WTF 2+? – HOLDING
I’m not in Kansas any more. I don’t have to pull my punches.
1. An existing WTF
Wahid v. Caporusso, 2016 BCSC 1743 would be an 11 (eleven) on the WTF scale for BC trial judges misstating the law governing proof of factual causation in tort, even if we allow that this particular trial judge is (1) consistent in misstating the law and (2) for whatever reason, there seems no inclination in the BCSC trial judge hierarchy to do anything about this.
2. A possible WTF but let’s hope not because (a) I don’t need the finger exercise (b) the Cdn legal system doesn’t need another 15 years or less rehash of the Athey-Resurfice-Clements cock-up: i.e., no we didn’t actually mean what you think we meant, even though that’s in fact what we wrote, and what we later said we meant about we wrote, and even though we chose to allow you to believe that that’s what we meant about we wrote, and … you get my point – I’m too old for this; and (c) litigants shouldn’t have to pay for the inability (for whatever reason) of the SCC to provide clear direction to the (generic) members of the legal profession who they know will attempt to take advantage of any ambiguity in whatever it is the SCC says, even perceived ambiguities which do not exist because there’s no relevant risk to client (or counsel) if the argument is rejected. It’s the chicken-soup home remedy for anything that ails you: it may not help but it won’t hurt.
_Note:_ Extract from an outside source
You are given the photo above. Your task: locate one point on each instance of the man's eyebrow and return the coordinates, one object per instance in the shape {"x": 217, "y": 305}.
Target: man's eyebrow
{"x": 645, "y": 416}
The SCC has announced that it will deliver reserved reasons for judgment in Benhaim v St-Germaine, SCC case number 36291, on November 10.
Nov 11 – Addendum – in reasons released Nov 10, the appeal was allowed by a 4-3 majority: Benhaim v. St‑Germain, 2016 SCC 48.
On the one hand, it is certain from what the majority wrote that it believed that ALL it was, for the common law, is restating existing law (by clarifying) how Snell is to be understood on the basis that the Que CA misstated that law.
On the other hand, on first and second rereading, the majority again, in what isn’t a necessary part of the ratio, misstated the meaning and requirements for proof of factual causation under the but-for test in a way that is explicitly contrary to what Athey said, and what Clements has to be understood to actually mean, even though the misstatement arguably appears in Clements too. The misstatement is VERY defendant friendly. Of course the SCC can’t have meant what the words literally mean: the plain Canadian English meaning, in the context the words appear. But the words are there.
Benhaim is an appeal from a decision of the Que CA which, although a civil law case, has the potential to (1) be irrelevant to any common law issue in any way relating to proof of factual causation in tort (2) help clarify some issues relating to proof of factual causation in tort and (3) make an even bigger bldy blding (I’m in the UK now, I’m learning) mess of the situation than it is, now. As of writing, however, the reasons haven’t been released to the public. They’re not on the SCC website.
Benhaim is not a common law decision and does not arise in a common law context. However, based on what science tells us about the the laws of reality – the classical physics and quantum mechanics laws which govern the operation of the visible universe (except perhaps in BC and parts of the USA) – these laws are the same in common and civil law jurisdictions. If there’s no one about in the quad, nobody will hear the tree fall whether the quad is in Ottawa or Hull (or Quebec or any other place east of the Alberta – BC border.
In Benhaim, the majority judgment in the Que CA relied on common law principles in holding that factual causation was established.
The formal technical niceties (snicker) of proof of factual causation aside, if a trial judge in a common law province or territory of Canada believes that the law governing the issue to be decided isn’t settled, and there is a SCC pronouncement on a similar problem in Quebec law, there’s a good chance that trial judge will decide that pronouncement is persuasive. If the problem exists and counsel don’t know about the SCC judgment, many might say (all should say) that there’s good reason to believe counsel did not know the law adequately.
I put BC aside because, at the moment (see WTF item 1 above and previous WTF and similar posts on this blog) it appears acceptable in the British Columbia Supreme Court for judges and trial counsel to
- Generally ignore what the SCC has said the law is supposed to be at least when it comes to stating what one believes the law to be
- Counsel to misstate current Cdn law – meaning the law established by the Supreme Court of Canada – so long as they quote a BCCA decision (and even if they don’t but merely quote the incorrect statements of other trial judges, or the judge hearing the case) and
- BCSC trial judges to do the same, so long as they refer to other misstatements by other BCSC trial judges, or their own, and
- BCSC trial judges to deliver reasons where, apart from the trial judge’s incorrect statement of the law, it’s clear or at least equally likely as not that one can’t tell accurately, from the reasons what law the trial judge applied to make the decision on factual causation AND on the face of the reasons it can’t be said that the conclusion reached by the trial judge is the result the trial judge ought to have made had the trial judge applied the correct law, and
- without a complete review of the evidence in the record, who knows if the decision is correct and
- what does on do if the case was tried by a jury and
- The Canucks are going to be even worse than the Leafs. The Lions are better than the Argos but, in the level of who cares, that’s barely a 1.